« Métropole (in)urbaine » d’Elias Luter est une exploration visuelle de la densité urbaine. Les gratte-ciel, aux teintes variées de gris, d’orange, de jaune et de bleu, se dressent comme des monolithes dans un paysage urbain. L’angle de prise de vue accentue la verticalité des structures, créant une impression de proximité et de hauteur.
Les fenêtres allumées des bâtiments suggèrent une activité humaine continue, indépendamment de l’heure. Cette caractéristique est typique des métropoles qui ne dorment jamais, où la vie continue à un rythme effréné.
L’absence d’espace visible entre les bâtiments renforce l’idée de densité. Cela crée une mer uniforme de structures verticales, évoquant une forêt de béton et de verre.
Le style de cette œuvre rappelle celui d’Andreas Gursky et de Michael Wolf, deux photographes connus pour leurs représentations de paysages urbains.
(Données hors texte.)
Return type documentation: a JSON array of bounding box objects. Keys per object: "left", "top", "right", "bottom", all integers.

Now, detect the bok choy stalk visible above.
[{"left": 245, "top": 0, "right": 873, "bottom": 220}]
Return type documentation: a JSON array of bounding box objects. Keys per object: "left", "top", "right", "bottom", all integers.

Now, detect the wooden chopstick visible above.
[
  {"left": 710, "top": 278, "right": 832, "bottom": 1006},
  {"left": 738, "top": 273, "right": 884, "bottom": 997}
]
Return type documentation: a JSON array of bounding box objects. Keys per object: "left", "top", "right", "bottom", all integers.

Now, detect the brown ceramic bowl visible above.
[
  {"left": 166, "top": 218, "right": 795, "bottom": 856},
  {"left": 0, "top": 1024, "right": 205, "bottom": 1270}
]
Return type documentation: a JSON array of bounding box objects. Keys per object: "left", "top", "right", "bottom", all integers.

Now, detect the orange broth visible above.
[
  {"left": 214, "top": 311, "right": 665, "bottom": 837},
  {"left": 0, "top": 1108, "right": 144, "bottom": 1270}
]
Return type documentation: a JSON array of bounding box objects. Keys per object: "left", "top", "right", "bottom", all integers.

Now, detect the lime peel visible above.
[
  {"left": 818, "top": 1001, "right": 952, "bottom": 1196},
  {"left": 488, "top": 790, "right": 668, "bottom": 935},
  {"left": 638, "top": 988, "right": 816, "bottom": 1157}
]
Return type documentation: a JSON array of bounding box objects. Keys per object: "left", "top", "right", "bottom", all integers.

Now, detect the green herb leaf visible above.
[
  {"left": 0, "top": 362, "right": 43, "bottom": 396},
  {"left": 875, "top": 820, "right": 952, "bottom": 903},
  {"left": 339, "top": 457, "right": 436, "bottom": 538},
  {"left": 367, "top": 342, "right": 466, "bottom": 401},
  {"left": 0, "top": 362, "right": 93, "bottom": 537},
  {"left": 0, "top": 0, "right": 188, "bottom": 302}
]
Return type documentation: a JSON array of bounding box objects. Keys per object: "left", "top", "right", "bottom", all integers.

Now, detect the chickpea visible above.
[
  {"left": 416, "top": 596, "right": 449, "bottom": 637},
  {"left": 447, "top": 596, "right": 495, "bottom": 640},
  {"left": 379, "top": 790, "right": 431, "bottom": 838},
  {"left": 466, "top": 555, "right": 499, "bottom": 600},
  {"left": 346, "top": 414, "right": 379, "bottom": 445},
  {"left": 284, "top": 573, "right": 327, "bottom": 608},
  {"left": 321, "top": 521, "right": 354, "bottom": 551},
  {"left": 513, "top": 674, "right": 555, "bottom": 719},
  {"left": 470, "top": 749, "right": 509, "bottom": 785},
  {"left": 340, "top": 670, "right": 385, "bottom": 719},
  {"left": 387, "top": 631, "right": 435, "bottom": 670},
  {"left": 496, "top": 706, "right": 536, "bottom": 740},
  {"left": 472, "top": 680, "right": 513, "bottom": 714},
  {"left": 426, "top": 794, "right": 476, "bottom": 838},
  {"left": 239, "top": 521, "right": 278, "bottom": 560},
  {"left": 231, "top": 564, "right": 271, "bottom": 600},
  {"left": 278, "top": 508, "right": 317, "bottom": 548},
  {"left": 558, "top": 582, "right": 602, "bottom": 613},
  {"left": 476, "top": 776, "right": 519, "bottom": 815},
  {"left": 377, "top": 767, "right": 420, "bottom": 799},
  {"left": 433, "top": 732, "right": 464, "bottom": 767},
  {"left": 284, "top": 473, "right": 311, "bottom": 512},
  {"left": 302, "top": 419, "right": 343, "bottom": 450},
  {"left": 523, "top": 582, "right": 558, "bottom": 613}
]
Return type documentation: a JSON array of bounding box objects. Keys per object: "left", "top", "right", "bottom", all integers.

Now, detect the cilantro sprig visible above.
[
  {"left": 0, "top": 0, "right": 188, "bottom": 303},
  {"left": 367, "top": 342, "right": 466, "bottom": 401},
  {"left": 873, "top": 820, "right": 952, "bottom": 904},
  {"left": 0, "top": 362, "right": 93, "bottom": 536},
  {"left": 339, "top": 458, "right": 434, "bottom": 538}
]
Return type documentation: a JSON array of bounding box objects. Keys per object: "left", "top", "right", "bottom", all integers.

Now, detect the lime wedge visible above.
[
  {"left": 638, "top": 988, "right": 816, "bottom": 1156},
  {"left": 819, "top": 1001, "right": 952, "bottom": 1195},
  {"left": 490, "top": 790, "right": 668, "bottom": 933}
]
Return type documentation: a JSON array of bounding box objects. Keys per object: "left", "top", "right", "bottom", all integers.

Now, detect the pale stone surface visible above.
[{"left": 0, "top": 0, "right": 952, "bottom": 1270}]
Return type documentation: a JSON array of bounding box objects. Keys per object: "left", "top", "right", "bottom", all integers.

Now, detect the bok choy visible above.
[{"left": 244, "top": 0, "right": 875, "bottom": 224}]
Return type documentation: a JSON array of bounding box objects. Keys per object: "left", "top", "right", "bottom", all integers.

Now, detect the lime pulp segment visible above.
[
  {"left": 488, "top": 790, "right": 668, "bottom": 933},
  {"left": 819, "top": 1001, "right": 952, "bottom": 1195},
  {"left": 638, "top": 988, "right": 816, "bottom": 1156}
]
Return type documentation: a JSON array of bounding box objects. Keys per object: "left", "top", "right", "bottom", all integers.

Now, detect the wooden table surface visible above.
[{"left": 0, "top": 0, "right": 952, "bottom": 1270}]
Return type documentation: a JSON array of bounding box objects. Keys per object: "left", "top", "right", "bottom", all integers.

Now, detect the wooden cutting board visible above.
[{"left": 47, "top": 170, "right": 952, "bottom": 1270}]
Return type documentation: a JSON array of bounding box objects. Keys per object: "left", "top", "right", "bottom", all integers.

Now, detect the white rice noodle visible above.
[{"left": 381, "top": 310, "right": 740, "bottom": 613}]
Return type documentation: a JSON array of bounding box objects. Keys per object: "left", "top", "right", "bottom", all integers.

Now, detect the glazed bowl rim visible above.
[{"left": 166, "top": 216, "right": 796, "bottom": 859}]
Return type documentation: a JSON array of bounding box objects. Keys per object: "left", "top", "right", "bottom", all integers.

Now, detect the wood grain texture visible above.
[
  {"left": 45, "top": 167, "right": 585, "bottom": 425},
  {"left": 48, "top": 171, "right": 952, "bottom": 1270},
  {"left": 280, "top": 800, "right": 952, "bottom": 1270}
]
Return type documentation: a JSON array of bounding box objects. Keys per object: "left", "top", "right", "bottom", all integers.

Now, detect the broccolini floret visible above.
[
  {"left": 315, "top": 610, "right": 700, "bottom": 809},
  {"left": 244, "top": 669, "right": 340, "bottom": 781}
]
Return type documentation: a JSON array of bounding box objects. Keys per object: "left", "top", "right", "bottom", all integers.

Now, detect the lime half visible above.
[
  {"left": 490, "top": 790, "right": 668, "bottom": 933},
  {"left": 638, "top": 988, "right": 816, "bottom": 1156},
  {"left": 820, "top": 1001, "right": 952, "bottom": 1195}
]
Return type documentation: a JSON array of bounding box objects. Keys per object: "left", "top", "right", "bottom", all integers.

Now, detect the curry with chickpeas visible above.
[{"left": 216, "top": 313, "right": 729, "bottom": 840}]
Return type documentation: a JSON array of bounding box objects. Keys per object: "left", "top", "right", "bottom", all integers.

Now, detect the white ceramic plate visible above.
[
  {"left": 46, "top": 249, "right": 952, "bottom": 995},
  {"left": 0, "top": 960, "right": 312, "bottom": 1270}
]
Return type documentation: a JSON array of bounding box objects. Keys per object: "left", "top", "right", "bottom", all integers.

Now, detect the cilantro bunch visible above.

Comme eux, Luter utilise la photographie pour explorer les thèmes de la densité urbaine et de la verticalité. En effet, tout comme Andreas Gursky, Elias Luter a également utilisé la technique de l’image composite. Cette technique consiste à assembler en post-production les parties de plusieurs des meilleurs clichés. Cette approche est particulièrement efficace pour les paysages urbains denses, où chaque détail peut ajouter à la complexité et à la profondeur de l’image. C’est une technique qui nécessite une grande maîtrise et une vision artistique précise, et qui est utilisée à merveille dans cette œuvre.